University of Utah researchers print 3D shapes in a single 20-second laser shot

Date:2026-07-13 13:13:04

University of Utah researchers have developed a 3D printing method that forms an object in about 20 seconds, a process that can take hours using other laser-based printing techniques. The technique, described in a study published in Nature Communications, hardens an entire shape from a laser exposure rather than building it up layer by layer, which the researchers reported also avoids the leaky seams that can form between layers in conventional processes.

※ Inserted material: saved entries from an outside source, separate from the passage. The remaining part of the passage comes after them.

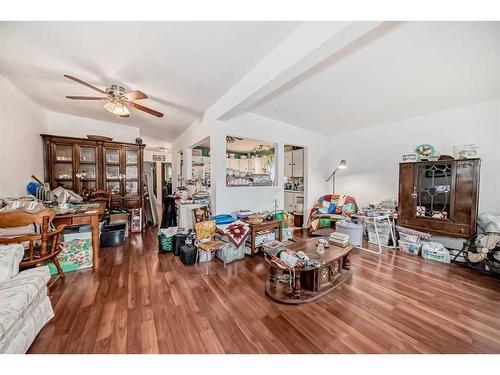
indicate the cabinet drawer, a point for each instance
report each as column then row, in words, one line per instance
column 132, row 203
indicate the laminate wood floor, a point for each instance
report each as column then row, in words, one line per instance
column 144, row 302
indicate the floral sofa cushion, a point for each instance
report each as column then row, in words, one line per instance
column 19, row 293
column 10, row 257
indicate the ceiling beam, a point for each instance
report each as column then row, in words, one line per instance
column 306, row 47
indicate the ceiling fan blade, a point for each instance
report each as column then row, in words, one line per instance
column 85, row 84
column 145, row 109
column 135, row 95
column 87, row 97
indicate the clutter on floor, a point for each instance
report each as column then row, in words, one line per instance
column 25, row 306
column 300, row 274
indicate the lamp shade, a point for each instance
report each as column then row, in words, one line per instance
column 117, row 108
column 342, row 164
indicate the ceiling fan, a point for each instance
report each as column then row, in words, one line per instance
column 231, row 139
column 117, row 100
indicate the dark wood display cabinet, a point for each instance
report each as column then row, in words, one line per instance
column 439, row 197
column 84, row 165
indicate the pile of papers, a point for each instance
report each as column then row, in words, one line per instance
column 340, row 239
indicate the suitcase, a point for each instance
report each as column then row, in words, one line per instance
column 179, row 241
column 188, row 255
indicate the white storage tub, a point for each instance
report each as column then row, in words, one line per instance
column 354, row 231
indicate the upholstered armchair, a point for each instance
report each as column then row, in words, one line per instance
column 329, row 209
column 24, row 304
column 41, row 247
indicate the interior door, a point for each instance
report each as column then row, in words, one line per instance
column 407, row 191
column 131, row 172
column 112, row 171
column 289, row 204
column 298, row 163
column 288, row 164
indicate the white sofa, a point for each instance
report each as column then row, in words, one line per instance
column 24, row 304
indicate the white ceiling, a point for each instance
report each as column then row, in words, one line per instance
column 184, row 67
column 402, row 71
column 246, row 145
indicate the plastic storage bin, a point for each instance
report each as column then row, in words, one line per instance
column 113, row 235
column 435, row 251
column 188, row 255
column 408, row 237
column 412, row 248
column 230, row 252
column 355, row 231
column 384, row 233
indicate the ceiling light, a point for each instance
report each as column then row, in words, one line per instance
column 342, row 164
column 117, row 108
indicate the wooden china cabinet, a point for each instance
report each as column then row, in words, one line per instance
column 84, row 165
column 439, row 197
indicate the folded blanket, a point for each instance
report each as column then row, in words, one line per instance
column 237, row 232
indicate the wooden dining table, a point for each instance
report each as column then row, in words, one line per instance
column 84, row 214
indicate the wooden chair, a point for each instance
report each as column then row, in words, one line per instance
column 201, row 214
column 43, row 247
column 98, row 196
column 205, row 235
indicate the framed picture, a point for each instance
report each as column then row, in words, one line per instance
column 409, row 158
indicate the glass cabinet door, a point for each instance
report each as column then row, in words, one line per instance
column 87, row 155
column 112, row 156
column 63, row 153
column 87, row 170
column 131, row 187
column 113, row 186
column 434, row 184
column 112, row 172
column 131, row 172
column 131, row 157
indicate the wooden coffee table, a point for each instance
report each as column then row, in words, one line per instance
column 313, row 282
column 265, row 225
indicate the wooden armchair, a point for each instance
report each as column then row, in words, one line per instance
column 205, row 235
column 201, row 214
column 43, row 247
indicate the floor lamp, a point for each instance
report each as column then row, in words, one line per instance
column 342, row 165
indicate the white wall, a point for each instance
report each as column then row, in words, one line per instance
column 231, row 199
column 75, row 126
column 373, row 153
column 21, row 150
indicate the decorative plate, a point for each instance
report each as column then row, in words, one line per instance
column 102, row 138
column 425, row 151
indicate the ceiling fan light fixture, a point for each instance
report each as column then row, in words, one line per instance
column 117, row 108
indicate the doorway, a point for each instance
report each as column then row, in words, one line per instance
column 166, row 179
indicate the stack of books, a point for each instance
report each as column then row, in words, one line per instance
column 339, row 239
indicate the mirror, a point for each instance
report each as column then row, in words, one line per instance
column 250, row 162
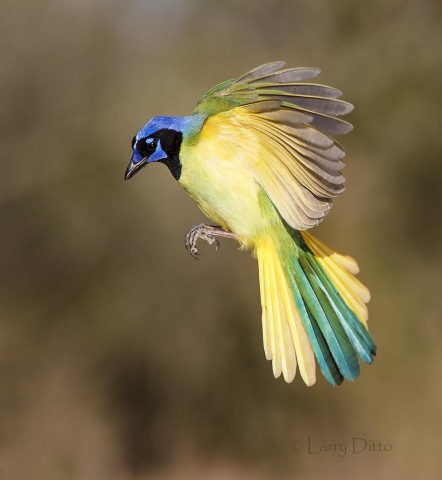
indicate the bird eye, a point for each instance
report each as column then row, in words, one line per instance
column 146, row 146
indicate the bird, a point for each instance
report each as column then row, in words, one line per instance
column 259, row 157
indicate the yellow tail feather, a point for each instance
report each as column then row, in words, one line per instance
column 285, row 339
column 341, row 270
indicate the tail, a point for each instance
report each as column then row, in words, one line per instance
column 312, row 306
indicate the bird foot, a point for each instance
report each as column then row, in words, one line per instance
column 207, row 233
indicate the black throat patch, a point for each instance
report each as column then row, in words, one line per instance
column 171, row 143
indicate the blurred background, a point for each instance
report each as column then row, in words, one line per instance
column 123, row 358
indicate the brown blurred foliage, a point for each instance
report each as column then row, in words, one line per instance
column 123, row 358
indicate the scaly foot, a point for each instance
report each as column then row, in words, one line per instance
column 207, row 233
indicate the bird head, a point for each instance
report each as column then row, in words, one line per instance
column 160, row 141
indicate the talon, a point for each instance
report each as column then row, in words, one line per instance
column 206, row 233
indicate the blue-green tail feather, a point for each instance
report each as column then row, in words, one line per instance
column 335, row 333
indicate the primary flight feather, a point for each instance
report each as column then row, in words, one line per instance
column 259, row 157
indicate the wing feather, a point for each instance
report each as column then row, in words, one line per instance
column 296, row 161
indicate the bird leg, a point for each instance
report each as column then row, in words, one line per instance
column 207, row 233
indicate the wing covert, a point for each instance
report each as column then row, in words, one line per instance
column 297, row 162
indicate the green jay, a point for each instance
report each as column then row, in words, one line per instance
column 258, row 156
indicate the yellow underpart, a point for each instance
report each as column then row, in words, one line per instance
column 285, row 339
column 341, row 270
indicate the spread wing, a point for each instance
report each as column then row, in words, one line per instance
column 298, row 163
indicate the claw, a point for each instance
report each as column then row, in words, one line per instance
column 200, row 231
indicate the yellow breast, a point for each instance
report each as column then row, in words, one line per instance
column 215, row 173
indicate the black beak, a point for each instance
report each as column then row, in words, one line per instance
column 133, row 168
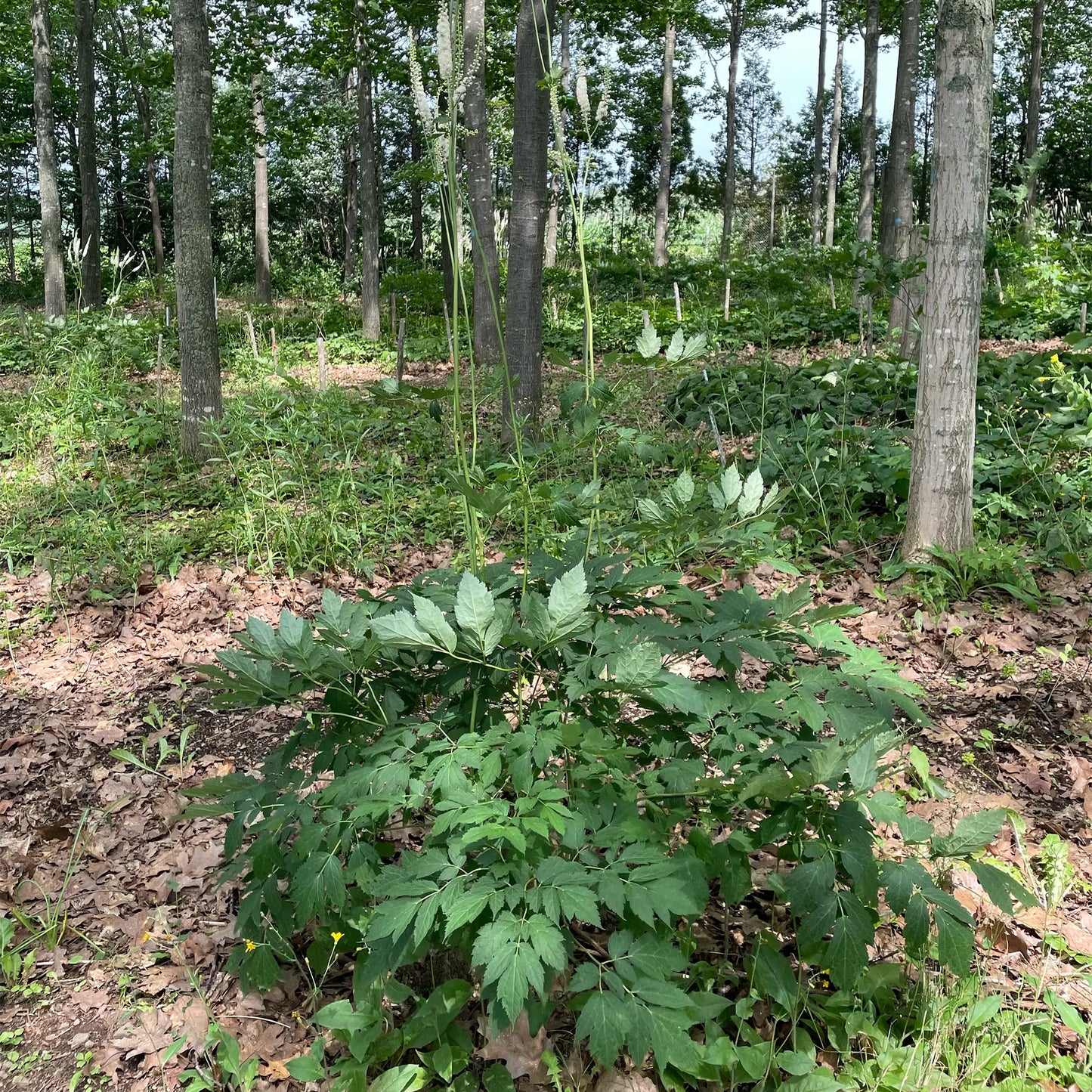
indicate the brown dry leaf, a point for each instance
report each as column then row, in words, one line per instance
column 615, row 1080
column 521, row 1054
column 147, row 1032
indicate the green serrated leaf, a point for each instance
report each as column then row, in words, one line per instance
column 432, row 620
column 638, row 665
column 648, row 343
column 401, row 630
column 475, row 608
column 568, row 599
column 751, row 496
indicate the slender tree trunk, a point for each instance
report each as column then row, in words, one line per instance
column 10, row 232
column 1035, row 106
column 898, row 208
column 90, row 243
column 836, row 140
column 731, row 113
column 939, row 510
column 817, row 157
column 351, row 181
column 556, row 178
column 198, row 344
column 117, row 176
column 416, row 210
column 144, row 110
column 370, row 203
column 531, row 125
column 487, row 338
column 866, row 206
column 263, row 287
column 660, row 255
column 53, row 260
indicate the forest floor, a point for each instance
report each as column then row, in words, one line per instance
column 132, row 976
column 142, row 928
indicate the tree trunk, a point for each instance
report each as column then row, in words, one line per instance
column 351, row 181
column 117, row 176
column 557, row 178
column 263, row 287
column 144, row 110
column 487, row 339
column 370, row 203
column 531, row 124
column 198, row 344
column 10, row 232
column 866, row 206
column 836, row 140
column 898, row 208
column 664, row 184
column 90, row 243
column 53, row 260
column 939, row 511
column 731, row 114
column 416, row 211
column 1035, row 105
column 817, row 157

The work was led by Rajesh Menon, professor in the Department of Electrical & Computer Engineering at the University of Utah’s Price College of Engineering, along with lab member Dajun Lin and co-author Brian Baker of the Utah Nanofab.

How the process works

The method draws on photolithography and extends it into three dimensions. A laser passes through a light-sensitive substrate material called SU-8, hardening the exposed volume while leaving the rest to be washed away. To keep the beam accurate as it travels into the material, the team built a nanoscale mask that compensates for how the substrate bends the light, directing the laser’s energy only to the volume meant to become the finished shape.

“The mask is working like a cookie cutter, stamping a complex shape out of thick dough,” Menon said. “The laser is ‘baking’ the dough on the inside at the same time, so the resulting shape is physically tough.”

Early demonstrations and next steps

The researchers used the technique to produce microtubule assemblies with individual diameters as small as 6 micrometers, arranged in lattice patterns with dimensional ratios as high as 120:1. The structures withstood compression testing and moved liquid through capillary action. They also demonstrated printing multiple shapes in a conveyor-belt sequence.

Menon described the current output as “extended 2D” rather than true 3D, since the process controls the shape of only two dimensions while extending the third as far as possible. The team is now working to extend the technique toward genuine three-dimensional control.